One of the first things you learn in any creative field is that what you start with is very rarely what you end with. From an artists sketch to the final painting, from a writer's first draft to the final pages, and from a composer's first demo to their final master. Almost any creative work is subject to change along the course of it's creation.
Mobius welcomes this evolution. We like to explore the concepts that arise during production and let them guide us. The Apollo lander didn't touch down on the moon with the same thrusters it used to take off, after all. We are, as much as anything else, a deeply curious team. I think that attitude caters perfectly to the kind of games we've set out to make.
I put together a nice little playlist for everyone with 2 of my favorite bands, Death Cab For Cutie and TV On The Radio. This playlist contains examples of 1 song from each band that evolved either in it's creative process or...perhaps more interestingly...devolved!
In Death Cab For Cutie's "Title and Registration" you can hear how the personality of the song managed to retain the intimacy of the original demo while entirely changing from more of a singer/songwriter feel into an electro-coustic pop format. Lyrics changed. Instrumentation changed. But the bones of the song stayed, and in the end were more cohesive with the record as a whole.
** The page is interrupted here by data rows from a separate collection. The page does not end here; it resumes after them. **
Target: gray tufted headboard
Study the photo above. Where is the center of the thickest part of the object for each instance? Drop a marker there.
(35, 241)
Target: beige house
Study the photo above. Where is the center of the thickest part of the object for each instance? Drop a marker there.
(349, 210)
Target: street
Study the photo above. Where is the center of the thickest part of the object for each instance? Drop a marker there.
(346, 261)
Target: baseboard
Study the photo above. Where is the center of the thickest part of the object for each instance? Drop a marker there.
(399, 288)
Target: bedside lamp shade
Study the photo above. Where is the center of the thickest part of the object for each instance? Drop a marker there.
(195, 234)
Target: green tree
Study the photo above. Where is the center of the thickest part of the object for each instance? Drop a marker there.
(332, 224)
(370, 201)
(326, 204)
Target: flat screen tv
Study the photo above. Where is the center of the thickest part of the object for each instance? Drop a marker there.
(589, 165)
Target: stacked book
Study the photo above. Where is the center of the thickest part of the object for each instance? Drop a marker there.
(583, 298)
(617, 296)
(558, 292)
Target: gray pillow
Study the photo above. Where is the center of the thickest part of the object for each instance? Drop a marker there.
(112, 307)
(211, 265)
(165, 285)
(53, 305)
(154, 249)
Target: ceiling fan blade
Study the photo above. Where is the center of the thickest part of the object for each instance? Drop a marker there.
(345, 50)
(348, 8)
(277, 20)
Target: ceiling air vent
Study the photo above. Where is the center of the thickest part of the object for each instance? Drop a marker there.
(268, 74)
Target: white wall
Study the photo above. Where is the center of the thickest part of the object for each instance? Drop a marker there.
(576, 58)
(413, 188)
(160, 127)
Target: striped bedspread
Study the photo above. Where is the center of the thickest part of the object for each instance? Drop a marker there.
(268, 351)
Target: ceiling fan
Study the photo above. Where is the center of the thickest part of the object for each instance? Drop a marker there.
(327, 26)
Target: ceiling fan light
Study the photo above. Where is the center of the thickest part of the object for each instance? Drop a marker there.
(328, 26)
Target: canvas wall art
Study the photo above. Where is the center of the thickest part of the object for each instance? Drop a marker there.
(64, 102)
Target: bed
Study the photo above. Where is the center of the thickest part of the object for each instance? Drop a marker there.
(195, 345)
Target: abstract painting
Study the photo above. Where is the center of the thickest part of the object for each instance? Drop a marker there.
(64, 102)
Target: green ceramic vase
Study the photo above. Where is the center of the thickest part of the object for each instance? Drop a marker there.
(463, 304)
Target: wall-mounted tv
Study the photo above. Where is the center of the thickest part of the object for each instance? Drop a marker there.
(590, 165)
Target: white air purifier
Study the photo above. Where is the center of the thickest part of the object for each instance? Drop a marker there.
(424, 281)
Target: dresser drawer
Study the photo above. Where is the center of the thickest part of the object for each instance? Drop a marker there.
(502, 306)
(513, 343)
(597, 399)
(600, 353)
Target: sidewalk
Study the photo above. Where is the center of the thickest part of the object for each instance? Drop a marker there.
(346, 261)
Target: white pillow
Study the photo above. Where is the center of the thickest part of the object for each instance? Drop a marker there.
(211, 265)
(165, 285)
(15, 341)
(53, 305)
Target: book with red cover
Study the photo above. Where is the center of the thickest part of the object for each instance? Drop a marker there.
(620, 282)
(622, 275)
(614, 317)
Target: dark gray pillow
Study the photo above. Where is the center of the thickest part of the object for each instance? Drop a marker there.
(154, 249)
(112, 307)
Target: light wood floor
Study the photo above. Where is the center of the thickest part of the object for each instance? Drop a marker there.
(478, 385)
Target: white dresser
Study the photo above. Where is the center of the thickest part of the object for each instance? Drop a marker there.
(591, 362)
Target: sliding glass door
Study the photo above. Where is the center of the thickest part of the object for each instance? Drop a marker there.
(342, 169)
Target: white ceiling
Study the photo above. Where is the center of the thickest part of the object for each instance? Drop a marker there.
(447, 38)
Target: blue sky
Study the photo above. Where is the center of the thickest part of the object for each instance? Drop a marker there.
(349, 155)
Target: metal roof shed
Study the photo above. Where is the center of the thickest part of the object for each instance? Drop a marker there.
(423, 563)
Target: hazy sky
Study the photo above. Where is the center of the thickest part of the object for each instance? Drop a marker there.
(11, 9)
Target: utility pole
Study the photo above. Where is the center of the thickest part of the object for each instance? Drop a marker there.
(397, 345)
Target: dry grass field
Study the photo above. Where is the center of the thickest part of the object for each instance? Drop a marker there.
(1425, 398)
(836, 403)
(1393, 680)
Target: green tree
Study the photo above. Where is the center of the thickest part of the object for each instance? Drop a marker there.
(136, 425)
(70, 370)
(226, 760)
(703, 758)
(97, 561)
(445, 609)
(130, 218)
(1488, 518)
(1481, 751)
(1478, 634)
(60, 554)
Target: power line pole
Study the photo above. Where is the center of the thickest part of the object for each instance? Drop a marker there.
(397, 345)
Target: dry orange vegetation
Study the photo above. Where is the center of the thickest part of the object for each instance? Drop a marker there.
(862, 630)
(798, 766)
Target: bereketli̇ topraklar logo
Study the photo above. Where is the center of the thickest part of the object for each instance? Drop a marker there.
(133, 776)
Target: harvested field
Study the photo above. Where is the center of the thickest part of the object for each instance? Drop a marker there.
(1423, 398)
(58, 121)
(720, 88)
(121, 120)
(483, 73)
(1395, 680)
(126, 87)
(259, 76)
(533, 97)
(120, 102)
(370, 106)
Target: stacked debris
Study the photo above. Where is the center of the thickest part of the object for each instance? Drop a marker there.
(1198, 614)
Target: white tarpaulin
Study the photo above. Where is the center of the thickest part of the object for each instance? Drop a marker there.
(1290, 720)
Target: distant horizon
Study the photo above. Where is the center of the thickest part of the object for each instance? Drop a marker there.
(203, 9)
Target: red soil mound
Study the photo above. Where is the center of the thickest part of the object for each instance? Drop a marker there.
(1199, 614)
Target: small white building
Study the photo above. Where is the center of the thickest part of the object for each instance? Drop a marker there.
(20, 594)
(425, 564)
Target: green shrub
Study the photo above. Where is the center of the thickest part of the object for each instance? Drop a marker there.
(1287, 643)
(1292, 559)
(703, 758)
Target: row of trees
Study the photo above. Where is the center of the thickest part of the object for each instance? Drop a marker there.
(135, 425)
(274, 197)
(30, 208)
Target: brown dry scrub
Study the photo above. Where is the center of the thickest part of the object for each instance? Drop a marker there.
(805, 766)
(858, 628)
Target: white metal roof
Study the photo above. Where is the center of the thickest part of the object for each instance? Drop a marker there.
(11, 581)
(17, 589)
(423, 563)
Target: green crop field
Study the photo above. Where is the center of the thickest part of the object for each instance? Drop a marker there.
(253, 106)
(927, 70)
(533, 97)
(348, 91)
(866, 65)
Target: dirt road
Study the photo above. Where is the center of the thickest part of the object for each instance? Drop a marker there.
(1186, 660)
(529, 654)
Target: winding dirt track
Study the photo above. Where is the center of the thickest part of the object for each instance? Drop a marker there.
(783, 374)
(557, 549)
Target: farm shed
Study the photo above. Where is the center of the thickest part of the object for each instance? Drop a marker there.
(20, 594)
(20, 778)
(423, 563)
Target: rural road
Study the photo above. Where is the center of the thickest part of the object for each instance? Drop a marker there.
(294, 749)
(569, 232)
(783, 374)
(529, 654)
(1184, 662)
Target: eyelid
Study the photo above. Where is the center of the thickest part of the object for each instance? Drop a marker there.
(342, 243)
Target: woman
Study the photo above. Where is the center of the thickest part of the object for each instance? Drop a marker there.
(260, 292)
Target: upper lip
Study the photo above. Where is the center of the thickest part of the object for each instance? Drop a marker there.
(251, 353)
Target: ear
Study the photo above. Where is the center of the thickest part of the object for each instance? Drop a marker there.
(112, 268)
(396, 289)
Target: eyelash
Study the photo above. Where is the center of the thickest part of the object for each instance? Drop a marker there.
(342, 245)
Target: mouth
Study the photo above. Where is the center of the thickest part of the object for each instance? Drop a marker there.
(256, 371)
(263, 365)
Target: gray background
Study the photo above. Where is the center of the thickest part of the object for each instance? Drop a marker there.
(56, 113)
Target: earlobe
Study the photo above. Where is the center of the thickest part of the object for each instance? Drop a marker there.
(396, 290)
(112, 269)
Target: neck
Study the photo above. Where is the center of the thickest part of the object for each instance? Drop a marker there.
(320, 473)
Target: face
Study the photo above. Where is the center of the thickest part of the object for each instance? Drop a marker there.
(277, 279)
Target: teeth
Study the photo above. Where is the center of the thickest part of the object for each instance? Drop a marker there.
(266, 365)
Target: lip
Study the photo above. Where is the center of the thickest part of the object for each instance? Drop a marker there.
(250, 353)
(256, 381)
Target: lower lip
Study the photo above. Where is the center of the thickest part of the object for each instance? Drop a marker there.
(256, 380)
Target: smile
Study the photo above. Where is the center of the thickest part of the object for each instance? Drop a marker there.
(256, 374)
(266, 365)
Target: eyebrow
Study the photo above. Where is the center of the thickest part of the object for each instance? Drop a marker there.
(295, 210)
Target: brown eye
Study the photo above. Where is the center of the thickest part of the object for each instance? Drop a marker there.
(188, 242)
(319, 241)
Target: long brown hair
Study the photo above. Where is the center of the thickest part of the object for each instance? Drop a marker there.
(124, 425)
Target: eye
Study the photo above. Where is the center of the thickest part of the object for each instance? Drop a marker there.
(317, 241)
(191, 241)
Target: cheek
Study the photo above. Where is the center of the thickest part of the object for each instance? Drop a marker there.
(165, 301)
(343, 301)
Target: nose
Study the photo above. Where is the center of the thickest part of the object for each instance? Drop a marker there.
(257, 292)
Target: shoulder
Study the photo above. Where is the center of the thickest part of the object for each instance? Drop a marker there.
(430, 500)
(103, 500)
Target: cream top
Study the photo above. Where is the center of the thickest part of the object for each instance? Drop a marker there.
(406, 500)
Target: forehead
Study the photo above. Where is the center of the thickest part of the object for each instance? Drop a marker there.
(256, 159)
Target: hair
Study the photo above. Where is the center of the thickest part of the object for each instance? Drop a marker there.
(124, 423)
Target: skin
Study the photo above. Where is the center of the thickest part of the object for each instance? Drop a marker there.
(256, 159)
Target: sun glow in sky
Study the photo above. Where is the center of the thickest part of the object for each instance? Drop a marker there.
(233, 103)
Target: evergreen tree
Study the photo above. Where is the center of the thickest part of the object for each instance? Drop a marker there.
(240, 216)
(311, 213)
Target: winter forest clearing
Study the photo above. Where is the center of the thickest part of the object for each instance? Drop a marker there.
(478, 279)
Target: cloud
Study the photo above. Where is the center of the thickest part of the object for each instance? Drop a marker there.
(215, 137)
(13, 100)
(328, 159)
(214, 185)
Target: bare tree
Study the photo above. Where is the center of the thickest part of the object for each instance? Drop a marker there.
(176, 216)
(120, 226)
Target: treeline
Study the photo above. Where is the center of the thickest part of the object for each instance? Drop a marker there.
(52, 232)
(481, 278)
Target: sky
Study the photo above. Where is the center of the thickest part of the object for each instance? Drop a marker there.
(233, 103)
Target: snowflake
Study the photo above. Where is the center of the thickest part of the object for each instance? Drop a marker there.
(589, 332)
Now TV On The Radio's "Test Pilot" is an entirely different example. I've provided the album track as well as a "Re-Make" by Chilly Gonzalez. It's immediately clear that the de-evolution of the song produced an entirely new feeling. Something is "rainy" and very human about it. By tearing the production apart and allowing only the melody to remain, you're forced to contemplate the phrasing and harmony unburdened by the meaning of words. SO COOL!? YEP.